“Fai
bei sogni”
Massimo
Gramellini
No, dico … ma siamo
impazziti?! Un milione di copie vendute, quattro edizioni in un anno, 225.000
copie in una settimana, il libro più venduto del 2012… Molto rumore per nulla.
Più di trecento riletture, sei mesi circa di correzioni ed una squadra di 12
editor per confezionare un prodotto destinato per nascita (al pari del Royal baby) a regnare sulle
classifiche delle vendite di libri.
Onore e merito al padrino
di battesimo, Fabio Fazio, che sembra aver raccolto l’eredità di Maurizio
Costanzo.

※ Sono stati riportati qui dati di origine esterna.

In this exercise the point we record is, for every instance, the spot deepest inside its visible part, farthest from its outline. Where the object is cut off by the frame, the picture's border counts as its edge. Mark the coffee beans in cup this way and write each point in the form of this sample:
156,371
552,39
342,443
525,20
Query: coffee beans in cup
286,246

Per più di 20 anni il Costanzo Show ha decretato il successo di chi
aveva il pass per accomodarsi nel salotto della vetrina televisiva più seguita
d’Italia.
Da un po’ di tempo, lo
scettro di Re Mida del piccolo schermo è passato nelle mani di Fazio: nelle
vesti di anchorman di programmi calcistici e revival musicali, di presentatore
del Festival, di conduttore di format di approfondimento comico – satirico con
spunti meteorologici, gli indici di ascolto e di gradimento sono sempre
garantiti.
La risoluzione dell’ormai
esausto connubio tra Fazio ed il paludoso Saviano ha spalancato le porte al
gioviale Massimo Gramellini, giornalista sportivo, ironico q. b., sentimental
popolare tanto da dirigere la rubrica di “ posta del cuore” dello “Specchio” ,
oscurando così la fama di “Donna Letizia”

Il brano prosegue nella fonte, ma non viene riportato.